New paper describes first-ever synthesis of hyperbranched polymers
A new paper by a team of researchers that includes Haifeng Gao, an assistant professor of chemistry and biochemistry at the University of Notre Dame, presents, for the first time, a one-pot, one-batch synthesis of hyperbranched polymers with tunablemolecular weights, uniform size and high degree of branching using an efficient click polymerization technique.
Hyperbranched polymers with tree-like nanostructures and multiple chain-end functionalities represent an important type of soft nanomaterials that can be used in a variety of applications, ranging from specialty additives, nanomedicines and catalysis.
"However, robust synthetic methods that can easily control the polymer structures, molecular weights and uniformity have not been reported," Gao said. Specifically, the copper-catalyzed azide-alkyne cycloaddition polymerization of an AB2 trifunctional monomer demonstrates a desirable 'living' chain-growth mechanism with increased molecular weight versus conversion and clean chain extension in repeated monomer additions. In addition, the reaction of monomer in polymerization showed accelerated reaction of the two B groups, producing hyperbranched polymers with high degree of branching (DB) = 0.83."
The current challenge on the synthesis of hyperbranched polymers is the lack of structural control in the polymer product, which significantly limits their potential applications.
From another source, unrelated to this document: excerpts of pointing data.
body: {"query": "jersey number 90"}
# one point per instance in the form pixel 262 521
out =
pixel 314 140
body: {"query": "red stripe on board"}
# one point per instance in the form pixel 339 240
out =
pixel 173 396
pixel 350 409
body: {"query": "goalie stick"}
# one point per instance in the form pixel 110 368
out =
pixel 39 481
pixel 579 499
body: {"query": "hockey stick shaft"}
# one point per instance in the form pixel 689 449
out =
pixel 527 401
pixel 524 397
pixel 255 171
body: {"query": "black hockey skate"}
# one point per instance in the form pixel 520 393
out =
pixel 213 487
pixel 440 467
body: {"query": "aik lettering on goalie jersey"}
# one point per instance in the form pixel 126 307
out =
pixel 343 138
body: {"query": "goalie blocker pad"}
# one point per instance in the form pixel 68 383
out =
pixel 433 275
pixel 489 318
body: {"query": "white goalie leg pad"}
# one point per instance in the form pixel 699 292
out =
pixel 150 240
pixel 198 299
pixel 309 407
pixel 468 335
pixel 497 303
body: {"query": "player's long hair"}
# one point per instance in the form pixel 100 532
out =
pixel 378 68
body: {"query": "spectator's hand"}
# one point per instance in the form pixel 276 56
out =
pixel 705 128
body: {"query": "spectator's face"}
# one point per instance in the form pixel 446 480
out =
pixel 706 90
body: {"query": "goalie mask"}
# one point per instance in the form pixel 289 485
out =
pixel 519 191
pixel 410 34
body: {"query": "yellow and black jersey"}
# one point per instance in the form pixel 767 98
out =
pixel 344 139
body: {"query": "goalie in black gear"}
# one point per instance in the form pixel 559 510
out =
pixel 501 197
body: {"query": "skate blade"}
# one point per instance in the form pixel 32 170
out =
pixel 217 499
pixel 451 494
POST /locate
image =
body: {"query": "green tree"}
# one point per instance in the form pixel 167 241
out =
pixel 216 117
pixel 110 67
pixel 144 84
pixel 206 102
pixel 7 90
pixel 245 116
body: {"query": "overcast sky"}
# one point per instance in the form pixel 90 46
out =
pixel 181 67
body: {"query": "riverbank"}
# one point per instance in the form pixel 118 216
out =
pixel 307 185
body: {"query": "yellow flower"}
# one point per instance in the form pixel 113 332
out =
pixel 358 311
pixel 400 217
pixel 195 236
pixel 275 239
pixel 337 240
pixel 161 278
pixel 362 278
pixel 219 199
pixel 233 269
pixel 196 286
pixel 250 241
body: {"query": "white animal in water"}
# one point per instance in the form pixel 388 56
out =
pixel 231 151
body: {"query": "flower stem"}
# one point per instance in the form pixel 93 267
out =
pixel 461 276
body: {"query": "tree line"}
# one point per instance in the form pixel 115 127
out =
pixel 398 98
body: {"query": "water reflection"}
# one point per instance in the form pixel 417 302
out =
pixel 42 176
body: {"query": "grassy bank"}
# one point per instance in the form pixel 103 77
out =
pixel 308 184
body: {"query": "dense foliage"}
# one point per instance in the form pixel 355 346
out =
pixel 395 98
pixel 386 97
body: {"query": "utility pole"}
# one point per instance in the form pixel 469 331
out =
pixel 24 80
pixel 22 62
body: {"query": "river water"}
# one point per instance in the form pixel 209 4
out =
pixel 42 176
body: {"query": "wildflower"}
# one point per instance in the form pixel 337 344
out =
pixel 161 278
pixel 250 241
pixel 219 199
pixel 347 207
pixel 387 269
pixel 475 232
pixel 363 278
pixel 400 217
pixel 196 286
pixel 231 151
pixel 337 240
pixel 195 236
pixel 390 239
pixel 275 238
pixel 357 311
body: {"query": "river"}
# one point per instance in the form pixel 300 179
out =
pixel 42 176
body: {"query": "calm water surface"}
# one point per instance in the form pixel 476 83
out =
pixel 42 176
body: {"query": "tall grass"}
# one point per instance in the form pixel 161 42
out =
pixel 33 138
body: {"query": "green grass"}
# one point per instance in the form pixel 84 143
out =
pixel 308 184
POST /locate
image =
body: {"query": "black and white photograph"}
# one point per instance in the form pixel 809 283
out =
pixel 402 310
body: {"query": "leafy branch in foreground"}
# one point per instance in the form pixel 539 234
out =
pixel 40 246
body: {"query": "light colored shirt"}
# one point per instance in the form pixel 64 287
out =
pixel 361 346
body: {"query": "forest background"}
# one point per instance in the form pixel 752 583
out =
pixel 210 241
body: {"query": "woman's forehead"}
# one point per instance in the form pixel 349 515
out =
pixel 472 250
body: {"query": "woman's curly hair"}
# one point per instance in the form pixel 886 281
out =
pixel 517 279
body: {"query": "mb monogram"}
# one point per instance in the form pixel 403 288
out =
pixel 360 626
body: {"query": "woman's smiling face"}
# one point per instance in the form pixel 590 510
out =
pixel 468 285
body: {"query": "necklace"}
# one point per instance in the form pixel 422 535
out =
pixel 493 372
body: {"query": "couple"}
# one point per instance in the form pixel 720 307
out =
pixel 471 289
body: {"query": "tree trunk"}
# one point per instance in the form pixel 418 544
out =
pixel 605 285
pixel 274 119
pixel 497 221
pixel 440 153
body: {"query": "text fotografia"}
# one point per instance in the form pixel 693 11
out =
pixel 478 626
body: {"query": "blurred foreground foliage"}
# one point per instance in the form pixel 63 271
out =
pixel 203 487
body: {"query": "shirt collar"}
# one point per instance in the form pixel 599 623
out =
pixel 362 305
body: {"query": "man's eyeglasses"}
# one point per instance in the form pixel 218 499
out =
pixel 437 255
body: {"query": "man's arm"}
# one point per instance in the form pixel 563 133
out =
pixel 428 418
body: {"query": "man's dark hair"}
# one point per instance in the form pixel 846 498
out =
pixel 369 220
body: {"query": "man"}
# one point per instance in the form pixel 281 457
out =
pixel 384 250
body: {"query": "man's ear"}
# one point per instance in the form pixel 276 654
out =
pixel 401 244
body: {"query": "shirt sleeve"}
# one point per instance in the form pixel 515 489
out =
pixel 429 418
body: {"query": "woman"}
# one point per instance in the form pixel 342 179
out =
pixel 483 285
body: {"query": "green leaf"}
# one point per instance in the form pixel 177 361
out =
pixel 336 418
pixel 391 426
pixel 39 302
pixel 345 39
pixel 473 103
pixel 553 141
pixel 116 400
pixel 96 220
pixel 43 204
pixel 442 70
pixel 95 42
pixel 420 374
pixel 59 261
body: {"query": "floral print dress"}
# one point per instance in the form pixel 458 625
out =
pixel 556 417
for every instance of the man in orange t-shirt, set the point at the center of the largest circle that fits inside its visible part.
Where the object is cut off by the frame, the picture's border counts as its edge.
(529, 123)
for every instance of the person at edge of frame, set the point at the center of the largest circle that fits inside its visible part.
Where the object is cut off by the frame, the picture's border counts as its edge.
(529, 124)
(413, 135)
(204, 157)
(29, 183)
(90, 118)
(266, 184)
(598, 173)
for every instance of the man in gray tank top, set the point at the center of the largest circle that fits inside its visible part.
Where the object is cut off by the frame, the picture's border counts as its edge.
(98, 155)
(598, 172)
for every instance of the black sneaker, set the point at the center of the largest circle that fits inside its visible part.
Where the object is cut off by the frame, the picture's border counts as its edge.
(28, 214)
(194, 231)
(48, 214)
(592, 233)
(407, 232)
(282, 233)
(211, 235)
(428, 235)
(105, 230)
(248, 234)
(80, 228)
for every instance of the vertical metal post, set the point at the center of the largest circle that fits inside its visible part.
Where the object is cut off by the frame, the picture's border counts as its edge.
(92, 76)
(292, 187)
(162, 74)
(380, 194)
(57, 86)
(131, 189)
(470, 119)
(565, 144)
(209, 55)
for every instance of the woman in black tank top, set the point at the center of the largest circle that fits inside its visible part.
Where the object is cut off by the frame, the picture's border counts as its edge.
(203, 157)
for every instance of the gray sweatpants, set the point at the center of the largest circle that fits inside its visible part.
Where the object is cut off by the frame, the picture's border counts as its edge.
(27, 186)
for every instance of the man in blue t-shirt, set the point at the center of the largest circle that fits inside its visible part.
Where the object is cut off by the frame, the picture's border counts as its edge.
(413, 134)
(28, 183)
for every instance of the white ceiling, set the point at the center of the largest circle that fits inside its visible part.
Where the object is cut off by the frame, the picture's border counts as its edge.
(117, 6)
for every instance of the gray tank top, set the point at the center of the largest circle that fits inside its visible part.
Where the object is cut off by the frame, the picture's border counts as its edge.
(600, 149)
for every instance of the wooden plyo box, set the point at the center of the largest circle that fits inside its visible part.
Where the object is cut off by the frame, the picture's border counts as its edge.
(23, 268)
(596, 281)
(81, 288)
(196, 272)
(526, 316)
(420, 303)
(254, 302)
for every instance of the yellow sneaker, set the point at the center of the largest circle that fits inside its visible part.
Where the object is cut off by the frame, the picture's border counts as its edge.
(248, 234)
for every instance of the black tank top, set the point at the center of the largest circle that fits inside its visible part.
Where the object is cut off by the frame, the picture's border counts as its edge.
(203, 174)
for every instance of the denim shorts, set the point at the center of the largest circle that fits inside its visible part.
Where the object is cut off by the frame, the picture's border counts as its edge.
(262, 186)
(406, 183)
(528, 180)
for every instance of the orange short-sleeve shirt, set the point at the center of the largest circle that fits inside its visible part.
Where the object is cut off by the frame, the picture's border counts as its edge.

"Development of facile synthetic techniques that can routinely produce structurally defined hyperbranched polymers in large quantities with low cost will definitely stimulate interest and feasibility to explore the materials' properties in these applications," Gao said.
"We are going to investigate the polymerization mechanism in this rationally designed system and explore numerous variables to produce a library of hyperbranched polymers with tunable molecular weights, compositions and microstructures.
"These polymers after decoration and functionalization can demonstrate intriguing properties and will be explored for applications in nanomedicines and polymer catalysis," Gao said.
Gao's research focuses on the interdisciplinary field between polymer chemistry and materials science, targeting new methodologies to synthesize functional polymers with controlled nanostructures and subsequently to discover and exploit their novel physical properties.
"This paper represents our recent research achievement on developing facile techniques to produce structurally defined hyperbranched polymers," he said.